Like France, South Africa is also considering a digital tax on global companies such as Netflix, Amazon, and Facebook, who operate in a number of countries around the world.
President Cyril Ramaphosa’s 4IR Commission has proposed the tax, stating that it is a ‘priority’ that South Africa participates actively in international efforts to ensure that technology companies pay a fair share of tax in the countries in which they operate.
It said that key infrastructure and other subsidised services and state investments can only be sustainably funded if technology companies are not allowed to avoid and evade tax in the manner in which they currently do so.
It cited tax avoidance techniques such as transfer pricing and the selling IP to tax havens where the profits are allowed to accumulate, with little or no tax accruing in the countries where the companies actually operate.
This avoidance is increasing the gross inequality within and between nations which has to date characterised the 4IR, it said.

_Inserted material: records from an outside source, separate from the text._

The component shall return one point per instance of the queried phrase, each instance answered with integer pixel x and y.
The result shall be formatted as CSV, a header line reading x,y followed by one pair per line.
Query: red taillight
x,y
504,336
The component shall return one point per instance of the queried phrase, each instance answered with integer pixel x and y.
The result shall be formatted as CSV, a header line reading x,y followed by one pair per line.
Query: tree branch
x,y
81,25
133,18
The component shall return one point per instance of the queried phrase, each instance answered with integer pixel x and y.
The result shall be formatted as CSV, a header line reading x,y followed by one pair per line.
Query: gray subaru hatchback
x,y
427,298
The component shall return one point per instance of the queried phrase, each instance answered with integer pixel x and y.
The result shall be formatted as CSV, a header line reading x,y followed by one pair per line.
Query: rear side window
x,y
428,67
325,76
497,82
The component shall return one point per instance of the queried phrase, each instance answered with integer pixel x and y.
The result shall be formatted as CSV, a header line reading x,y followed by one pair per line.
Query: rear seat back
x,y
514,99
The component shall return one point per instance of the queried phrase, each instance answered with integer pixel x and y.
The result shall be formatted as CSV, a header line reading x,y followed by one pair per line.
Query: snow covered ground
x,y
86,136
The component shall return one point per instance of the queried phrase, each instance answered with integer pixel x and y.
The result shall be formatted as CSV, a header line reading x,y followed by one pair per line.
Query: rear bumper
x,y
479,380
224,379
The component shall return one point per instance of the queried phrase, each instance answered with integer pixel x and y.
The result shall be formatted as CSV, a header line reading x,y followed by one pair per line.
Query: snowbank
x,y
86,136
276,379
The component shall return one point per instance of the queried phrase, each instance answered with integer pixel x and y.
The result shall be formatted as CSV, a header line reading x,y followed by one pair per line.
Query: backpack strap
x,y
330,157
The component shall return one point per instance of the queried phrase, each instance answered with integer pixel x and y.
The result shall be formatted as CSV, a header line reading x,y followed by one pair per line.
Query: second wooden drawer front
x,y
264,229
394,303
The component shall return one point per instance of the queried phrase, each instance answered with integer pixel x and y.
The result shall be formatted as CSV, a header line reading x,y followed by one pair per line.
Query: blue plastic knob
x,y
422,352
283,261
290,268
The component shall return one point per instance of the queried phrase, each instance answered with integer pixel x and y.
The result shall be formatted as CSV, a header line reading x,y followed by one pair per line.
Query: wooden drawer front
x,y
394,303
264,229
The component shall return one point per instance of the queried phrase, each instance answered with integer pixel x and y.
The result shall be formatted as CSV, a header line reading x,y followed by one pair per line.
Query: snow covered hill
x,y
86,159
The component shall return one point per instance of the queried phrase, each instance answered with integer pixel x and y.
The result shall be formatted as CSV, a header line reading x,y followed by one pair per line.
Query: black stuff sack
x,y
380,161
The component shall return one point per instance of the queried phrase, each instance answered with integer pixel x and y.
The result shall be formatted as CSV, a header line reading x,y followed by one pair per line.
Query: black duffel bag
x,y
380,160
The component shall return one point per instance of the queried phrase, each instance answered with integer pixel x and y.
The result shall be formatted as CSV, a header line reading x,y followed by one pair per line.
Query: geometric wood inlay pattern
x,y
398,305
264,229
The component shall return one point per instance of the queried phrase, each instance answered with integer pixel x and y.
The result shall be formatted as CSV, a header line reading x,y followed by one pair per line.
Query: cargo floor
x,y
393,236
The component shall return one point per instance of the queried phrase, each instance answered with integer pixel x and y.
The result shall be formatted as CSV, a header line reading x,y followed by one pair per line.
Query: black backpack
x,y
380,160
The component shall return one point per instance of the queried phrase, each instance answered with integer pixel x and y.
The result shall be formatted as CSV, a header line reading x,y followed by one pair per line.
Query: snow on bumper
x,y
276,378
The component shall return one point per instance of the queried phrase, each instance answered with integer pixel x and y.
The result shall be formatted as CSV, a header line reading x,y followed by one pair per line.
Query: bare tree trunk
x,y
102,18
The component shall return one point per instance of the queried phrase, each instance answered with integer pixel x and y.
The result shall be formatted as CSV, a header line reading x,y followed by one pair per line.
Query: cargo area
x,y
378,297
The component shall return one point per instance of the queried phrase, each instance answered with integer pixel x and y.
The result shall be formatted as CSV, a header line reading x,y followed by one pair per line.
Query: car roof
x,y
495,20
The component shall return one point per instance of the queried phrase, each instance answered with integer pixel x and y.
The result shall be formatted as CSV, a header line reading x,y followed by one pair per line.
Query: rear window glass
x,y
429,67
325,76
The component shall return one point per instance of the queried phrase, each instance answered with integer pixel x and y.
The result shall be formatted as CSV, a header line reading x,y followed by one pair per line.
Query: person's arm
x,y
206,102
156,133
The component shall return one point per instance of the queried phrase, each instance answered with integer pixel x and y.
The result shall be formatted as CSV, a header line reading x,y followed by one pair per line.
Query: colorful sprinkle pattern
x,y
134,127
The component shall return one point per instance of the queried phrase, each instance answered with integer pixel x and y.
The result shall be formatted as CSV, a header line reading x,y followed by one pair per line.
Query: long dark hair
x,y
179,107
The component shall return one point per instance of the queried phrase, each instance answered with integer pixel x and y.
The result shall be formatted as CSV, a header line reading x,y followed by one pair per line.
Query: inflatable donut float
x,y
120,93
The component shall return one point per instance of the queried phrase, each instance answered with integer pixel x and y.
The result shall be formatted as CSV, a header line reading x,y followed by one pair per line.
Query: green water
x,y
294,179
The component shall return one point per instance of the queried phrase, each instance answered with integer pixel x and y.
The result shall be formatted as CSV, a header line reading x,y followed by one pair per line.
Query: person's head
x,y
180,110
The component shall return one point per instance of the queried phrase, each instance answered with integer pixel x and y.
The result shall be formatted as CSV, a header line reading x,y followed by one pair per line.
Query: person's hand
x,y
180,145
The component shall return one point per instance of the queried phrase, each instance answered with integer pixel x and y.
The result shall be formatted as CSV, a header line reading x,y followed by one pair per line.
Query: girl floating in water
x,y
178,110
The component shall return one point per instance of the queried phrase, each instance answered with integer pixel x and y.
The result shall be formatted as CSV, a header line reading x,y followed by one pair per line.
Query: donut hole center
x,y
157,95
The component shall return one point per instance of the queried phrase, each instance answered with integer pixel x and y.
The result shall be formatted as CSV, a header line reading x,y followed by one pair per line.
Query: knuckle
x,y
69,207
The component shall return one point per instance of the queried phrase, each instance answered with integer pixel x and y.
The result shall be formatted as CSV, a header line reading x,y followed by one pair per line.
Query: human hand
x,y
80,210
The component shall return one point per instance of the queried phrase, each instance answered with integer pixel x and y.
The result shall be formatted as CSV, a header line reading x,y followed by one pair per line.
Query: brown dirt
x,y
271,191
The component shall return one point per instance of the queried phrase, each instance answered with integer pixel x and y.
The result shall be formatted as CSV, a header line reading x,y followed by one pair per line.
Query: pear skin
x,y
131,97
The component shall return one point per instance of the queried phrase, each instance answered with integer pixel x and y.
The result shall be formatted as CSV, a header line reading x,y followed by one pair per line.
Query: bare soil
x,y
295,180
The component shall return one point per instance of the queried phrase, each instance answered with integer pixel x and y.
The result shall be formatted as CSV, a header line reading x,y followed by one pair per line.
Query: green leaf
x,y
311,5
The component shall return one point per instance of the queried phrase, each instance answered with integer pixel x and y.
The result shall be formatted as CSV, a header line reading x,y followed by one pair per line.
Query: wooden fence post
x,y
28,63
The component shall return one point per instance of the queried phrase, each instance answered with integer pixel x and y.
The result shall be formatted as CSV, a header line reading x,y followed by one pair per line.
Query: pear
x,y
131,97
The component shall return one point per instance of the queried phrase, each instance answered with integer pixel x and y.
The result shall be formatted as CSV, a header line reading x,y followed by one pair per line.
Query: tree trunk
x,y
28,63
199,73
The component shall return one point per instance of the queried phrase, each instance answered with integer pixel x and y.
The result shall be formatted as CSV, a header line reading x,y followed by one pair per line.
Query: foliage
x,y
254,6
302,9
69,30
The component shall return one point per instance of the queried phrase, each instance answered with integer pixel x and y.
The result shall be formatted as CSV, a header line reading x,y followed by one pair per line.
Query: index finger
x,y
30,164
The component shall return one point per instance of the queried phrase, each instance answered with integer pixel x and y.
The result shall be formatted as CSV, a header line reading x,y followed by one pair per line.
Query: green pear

The commission said that the government should adopt a digital taxation draft law – pointing to similar legislation which was announced in Turkey in 2019 and became effective from 1 March 2020.
Under Turkey’s new tax, turnover generated from certain digital services are subject to 7.5% Digital Services Tax in the country.
France is considering imposing a 3% tax on digital giants such as Netflix and Amazon, stating that this move has “never been more necessary”.
Many other European countries are looking to follow suit, and South Africa may look to this example as an additional motivation for its implementation of a digital tax.
Another reason South Africa may consider imposing a tax on major international companies that operate locally is to account for a shortfall in its budget, which has been decimated by the COVID-19 pandemic.
However, the willingness of many countries to impose a tax on companies such as Netflix is inhibited by the lack of a unified approach.
Many nations are waiting for the Organisation for Economic Co-operation and Development (OECD) to design a unified digital tax approach to be adopted globally to avoid more countries unilaterally imposing a digital tax.
When last asked about the tax it paid in South Africa, the streaming service noted that it was already paying VAT in the country.
A move which could prove more problematic, is the Department of Communications and Digital Technologies proposal to extend the payment of TV licence fees to include streaming services.
The proposal is contained in the department’s white paper on Audio and Audio-visual Content Services policy framework, which is currently open for public comment.
In terms of the Broadcasting Act, the public is required to pay a TV license fee for viewing “broadcasting services” which includes subscription services like DSTV. The purchase of a TV, regardless of whether one watches the South African Broadcasting Corporation (SABC) on it or not requires the payment of a license fee for any “broadcasting services.”
In the “traditional” sense, a “broadcasting service” is limited to content viewed on a TV set.
Given the emergence of streaming services like Netflix, Apple +, Showmax, Amazon Prime and others, the White Paper broadens definition of a “broadcasting service” to include online broadcasting services.
By implication, that would require the payment of a license fee for the viewing any “broadcasting services” which would include a streaming services, regardless of the device on which it is viewed.